Martin Schweiger stressed that the global population is rising, and that some parts of the world had exceeded their capacity to care for their existing population. QCOP wishes Quakers to consider these issues and discuss solutions, he said.
Hannah Stranex, Young Friends General Meeting (YFGM) co-clerk, said that YFGM had had meetings with QCOP over the past couple of months. The discussions were ‘interesting and challenging’, she said. While QCOP’s ideas might not be racist in themselves, they could come from a background of racism, and Young Friends were concerned that QCOP might fall down a ‘slippery slope’. ‘But we valued their discussions greatly,’ she added.
One Friend noted ‘an array of views in QCOP’ and ‘valuable discussion’. But it was ‘really important’ that, in talking about global south countries ‘exceeding capacity’, and leading to migration, ‘we do not suggest that people in some parts of the world are responsible for the environmental crisis’.
A QCOP member emphasised that the group is very aware that the climate crisis is caused by rich countries. An increasing number of movements in the global south are ‘very concerned about the rate of population’, she added, and addressing women’s health and making family planning more available has had ‘a profound effect’. To say that discussions on population have been tainted by racism and eugenics in the past is not a strong enough reason to de-register QCOP, she added.
After a twenty-minute shuffle break, Friends regathered with Robert Card noting ‘a lot of eager Friends standing already’. After reminding them that ‘the question is whether we are prepared to re-register QCOP’, he asked if there were Friends who felt they would have to stand against that. One Quaker said that, while she ‘absolutely endorsed the work of the QCOP committee’ and was aware there was ‘no intended racism… the name, when I first read it, shocked me… [there is] such a thing as accidental sexism, accidental racism’. Another Quaker felt the name had ‘echoes of eugenics’, while another said that QCOP needed to explicitly consider how it would respond to ‘racism and racist tropes in events or meetings – that work needs to be done’.
More ministry followed in which Friends wrestled with the issue. One QCOP member said the group had made ‘strenuous efforts to distance ourselves from population control… When we talk to women in the global south, they welcome [the discussions]. Many are forced to have children they’re not ready for… a claim of racism really demands a serious argument which we feel we have not heard,’ he said. ‘And appeals to engage have fallen on deaf ears.’

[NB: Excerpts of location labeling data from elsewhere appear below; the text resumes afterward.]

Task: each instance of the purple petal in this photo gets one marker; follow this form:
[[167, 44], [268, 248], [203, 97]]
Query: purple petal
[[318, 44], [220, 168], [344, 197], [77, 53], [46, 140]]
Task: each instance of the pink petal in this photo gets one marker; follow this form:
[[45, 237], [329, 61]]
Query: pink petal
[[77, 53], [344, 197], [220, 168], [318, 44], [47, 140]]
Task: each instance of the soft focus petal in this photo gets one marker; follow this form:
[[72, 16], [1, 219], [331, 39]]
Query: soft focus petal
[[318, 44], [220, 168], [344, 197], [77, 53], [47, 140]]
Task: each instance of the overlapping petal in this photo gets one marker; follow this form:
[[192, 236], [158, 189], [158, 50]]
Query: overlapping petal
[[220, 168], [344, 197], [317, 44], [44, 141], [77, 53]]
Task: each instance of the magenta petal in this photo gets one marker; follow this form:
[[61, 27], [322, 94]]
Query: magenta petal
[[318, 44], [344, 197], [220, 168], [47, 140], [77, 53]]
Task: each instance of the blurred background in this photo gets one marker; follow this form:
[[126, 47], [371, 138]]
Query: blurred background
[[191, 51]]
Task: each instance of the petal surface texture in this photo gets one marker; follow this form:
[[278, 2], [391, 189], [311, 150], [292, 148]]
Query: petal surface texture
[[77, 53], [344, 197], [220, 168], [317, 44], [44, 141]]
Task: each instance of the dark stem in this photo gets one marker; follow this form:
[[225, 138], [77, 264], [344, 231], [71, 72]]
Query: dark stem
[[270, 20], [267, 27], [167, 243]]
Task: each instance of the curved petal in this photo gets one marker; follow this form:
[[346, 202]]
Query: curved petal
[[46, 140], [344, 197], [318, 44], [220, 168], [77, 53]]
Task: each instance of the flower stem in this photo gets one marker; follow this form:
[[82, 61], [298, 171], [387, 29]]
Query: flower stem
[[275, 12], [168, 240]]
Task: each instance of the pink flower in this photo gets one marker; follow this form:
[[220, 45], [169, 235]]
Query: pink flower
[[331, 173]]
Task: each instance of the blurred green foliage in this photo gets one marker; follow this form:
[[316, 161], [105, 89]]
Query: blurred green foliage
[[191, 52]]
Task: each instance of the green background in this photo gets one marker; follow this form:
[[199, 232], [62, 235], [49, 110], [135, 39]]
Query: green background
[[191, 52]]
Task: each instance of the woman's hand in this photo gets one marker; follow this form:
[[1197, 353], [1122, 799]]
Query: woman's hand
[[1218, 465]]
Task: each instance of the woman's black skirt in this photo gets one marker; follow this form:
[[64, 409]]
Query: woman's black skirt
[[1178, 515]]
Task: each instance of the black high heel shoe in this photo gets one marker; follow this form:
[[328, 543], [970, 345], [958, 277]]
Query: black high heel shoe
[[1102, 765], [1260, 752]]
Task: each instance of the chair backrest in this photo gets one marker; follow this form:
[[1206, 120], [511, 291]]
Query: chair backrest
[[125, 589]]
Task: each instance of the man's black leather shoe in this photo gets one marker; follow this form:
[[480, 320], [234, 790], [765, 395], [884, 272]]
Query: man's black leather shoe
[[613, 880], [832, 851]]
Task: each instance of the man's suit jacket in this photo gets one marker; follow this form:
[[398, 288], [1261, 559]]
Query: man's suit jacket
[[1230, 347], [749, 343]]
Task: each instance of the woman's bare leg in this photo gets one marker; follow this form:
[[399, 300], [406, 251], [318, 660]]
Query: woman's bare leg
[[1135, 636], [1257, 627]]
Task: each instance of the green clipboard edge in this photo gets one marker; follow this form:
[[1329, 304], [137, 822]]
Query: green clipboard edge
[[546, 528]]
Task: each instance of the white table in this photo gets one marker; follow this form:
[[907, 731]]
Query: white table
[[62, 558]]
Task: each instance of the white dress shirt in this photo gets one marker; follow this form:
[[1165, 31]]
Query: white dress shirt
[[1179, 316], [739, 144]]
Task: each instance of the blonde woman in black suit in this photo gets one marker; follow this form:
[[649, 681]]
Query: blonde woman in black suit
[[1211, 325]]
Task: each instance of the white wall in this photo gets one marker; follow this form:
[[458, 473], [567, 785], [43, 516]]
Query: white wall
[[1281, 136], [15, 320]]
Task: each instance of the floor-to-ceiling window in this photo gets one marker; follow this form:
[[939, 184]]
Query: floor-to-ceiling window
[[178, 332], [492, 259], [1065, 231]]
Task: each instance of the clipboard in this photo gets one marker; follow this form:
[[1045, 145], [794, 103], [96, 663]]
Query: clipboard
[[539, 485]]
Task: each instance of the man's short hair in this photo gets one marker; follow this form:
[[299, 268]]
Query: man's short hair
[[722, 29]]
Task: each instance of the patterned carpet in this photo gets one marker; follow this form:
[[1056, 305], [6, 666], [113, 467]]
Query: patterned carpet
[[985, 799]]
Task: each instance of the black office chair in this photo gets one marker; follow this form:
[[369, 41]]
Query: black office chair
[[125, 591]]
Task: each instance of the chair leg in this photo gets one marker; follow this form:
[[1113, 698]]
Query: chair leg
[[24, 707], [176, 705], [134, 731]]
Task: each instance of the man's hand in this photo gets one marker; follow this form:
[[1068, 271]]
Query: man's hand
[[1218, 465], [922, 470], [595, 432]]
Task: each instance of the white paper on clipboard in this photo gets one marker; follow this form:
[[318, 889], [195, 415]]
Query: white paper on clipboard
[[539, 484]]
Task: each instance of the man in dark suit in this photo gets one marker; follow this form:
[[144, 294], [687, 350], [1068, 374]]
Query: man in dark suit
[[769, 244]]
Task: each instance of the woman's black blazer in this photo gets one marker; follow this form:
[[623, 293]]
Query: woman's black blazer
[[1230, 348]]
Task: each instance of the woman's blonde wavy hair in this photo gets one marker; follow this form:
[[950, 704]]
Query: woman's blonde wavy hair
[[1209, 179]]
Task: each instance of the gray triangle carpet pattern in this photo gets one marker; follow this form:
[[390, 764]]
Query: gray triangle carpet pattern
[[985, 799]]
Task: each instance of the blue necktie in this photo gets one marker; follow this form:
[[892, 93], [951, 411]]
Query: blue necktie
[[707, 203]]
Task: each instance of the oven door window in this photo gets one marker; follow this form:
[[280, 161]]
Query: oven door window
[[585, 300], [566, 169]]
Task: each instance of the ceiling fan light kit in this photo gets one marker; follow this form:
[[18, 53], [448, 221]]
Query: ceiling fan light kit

There was no reason not to re-register QCOP, suggested another Friend, but it should be noted that deepening reflection in recent years has meant ‘we understand that racism can be perceived even when it is unintended’. This led to speculation on whether changing the name to Quaker Concern for Women’s Health and Reproductive Rights might settle some unease.
Robert Card asked the room if they could register the group ‘mentioning some of our reservations in the minute’. After more discernment, the MfS clerk suggested re-registering QCOP for two, not five years, and asking the group to work on the issues raised.
One Friend asked if the minute could request anyone concerned with QCOP to send ‘proper detail’ of their complaints. Are we getting tied up with semantics?, asked another. ‘I felt nothing but integrity from the group… Are we listening with the ears of judgement, rather than curiosity?’
Eventually, after more amendments, the minute was passed.